她没有坐下,只是站在榻边,低头看着皇帝。
长发垂落在两侧,遮住了半张脸,烛光从背后映过来,将她的身影镀上一层柔和的光晕。
皇帝睁着眼睛看她,目光从她的眉眼滑到她的唇,又从她的唇滑到她散落在肩头的青丝上。
“阿殷。”他又唤了一声,伸出手,勾住了她垂落的一缕长发,在指尖绕了绕。
贵妃任由他动作,既不迎合,也不躲避,只是安静地站在那里,像一株被风吹拂却不折腰的竹。
她一向如此,从不主动迎合皇帝!
“陛下有话就说。”她的声音淡淡的,“臣妾听着呢。”
皇帝将她的发丝送到鼻尖,嗅了嗅,嘴角微微弯起:“去见了裴相?”
“陛下错了,臣妾是看望太皇太后。”贵妃冷笑着拍开皇帝的手,转身就走,“臣妾去梳洗,陛下先睡。”
她的态度,让皇帝笑了,“裴相一表人才……”
“才什么?”贵妃止步,头也不回,直接讥讽:“吃一个年轻人的醋,你有劲吗?”
“陛下,臣妾老了,您也不年轻,与其在这里拈酸吃醋,不如看看你的好太子,听说朝臣说仁和有度,威望甚高。”

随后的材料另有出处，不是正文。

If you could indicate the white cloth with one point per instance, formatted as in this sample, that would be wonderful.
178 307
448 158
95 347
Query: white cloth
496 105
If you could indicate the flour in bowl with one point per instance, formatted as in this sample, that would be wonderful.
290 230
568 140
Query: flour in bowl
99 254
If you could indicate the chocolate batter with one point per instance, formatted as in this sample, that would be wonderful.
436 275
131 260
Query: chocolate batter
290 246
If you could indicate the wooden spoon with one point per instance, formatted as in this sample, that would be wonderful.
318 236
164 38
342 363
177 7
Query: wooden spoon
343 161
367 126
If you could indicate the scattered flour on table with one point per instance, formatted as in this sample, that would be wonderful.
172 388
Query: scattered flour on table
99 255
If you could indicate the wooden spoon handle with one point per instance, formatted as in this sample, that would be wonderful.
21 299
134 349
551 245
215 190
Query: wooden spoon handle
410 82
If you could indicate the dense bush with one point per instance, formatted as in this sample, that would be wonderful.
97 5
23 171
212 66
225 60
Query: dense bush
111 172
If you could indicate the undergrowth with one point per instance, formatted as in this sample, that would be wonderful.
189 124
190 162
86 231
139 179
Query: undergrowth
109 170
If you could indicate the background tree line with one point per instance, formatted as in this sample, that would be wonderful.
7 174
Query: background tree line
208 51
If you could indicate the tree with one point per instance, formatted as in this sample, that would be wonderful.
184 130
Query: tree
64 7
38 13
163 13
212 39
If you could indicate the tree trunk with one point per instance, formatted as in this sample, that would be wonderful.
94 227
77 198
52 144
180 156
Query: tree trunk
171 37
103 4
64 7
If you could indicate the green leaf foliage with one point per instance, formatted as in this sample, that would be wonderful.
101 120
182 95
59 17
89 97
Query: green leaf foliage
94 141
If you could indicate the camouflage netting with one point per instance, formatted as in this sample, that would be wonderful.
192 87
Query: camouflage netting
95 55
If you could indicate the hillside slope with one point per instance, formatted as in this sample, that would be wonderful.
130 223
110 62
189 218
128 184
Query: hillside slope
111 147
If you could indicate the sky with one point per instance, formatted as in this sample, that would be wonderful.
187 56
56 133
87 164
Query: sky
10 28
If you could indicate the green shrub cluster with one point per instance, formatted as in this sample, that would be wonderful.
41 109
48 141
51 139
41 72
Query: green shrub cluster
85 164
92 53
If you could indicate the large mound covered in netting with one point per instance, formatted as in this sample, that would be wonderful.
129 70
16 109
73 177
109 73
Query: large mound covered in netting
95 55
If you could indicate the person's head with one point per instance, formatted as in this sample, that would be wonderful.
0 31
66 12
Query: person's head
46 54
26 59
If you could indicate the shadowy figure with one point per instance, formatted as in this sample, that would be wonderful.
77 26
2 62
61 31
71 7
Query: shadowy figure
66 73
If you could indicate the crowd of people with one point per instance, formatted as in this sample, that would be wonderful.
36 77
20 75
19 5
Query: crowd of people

闻言,皇帝面上的笑容淡了,“你若愿意给朕生个皇子,太子就是你肚子里出来的。”
听着皇帝好听的话,贵妃不由笑了,转身看向皇帝:“臣妾喜欢旁人家的孩子,不喜欢自己生,鬼门关里走一圈再生出一个祸害,岂不是害了自己。”
殿内的烛火跳了跳,将贵妃的影子拉得忽长忽短。
皇帝靠在美人榻上,目光追随着她的背影,嘴角那抹笑意一点点凝固。
“祸害?”他重复了一遍这两个字,语气听不出喜怒,“阿殷,你这是在骂谁?”
“你说我骂谁?”贵妃走回状态前,继续梳着长发。
她虽说年岁渐长,可一头青丝如同绸缎般柔软,烛火下泛着光泽。
皇帝起身走过去,接过她手中的木梳,轻声哄着:“朕这个祸害败给了你,你可满意?”
“不满意。”贵妃嘴角勾了勾,“臣妾不结党不营私,您在试探什么?”
她太过直接,以至于皇帝连周旋的话都说不出来,他只能俯身,吻上贵妃的侧脸。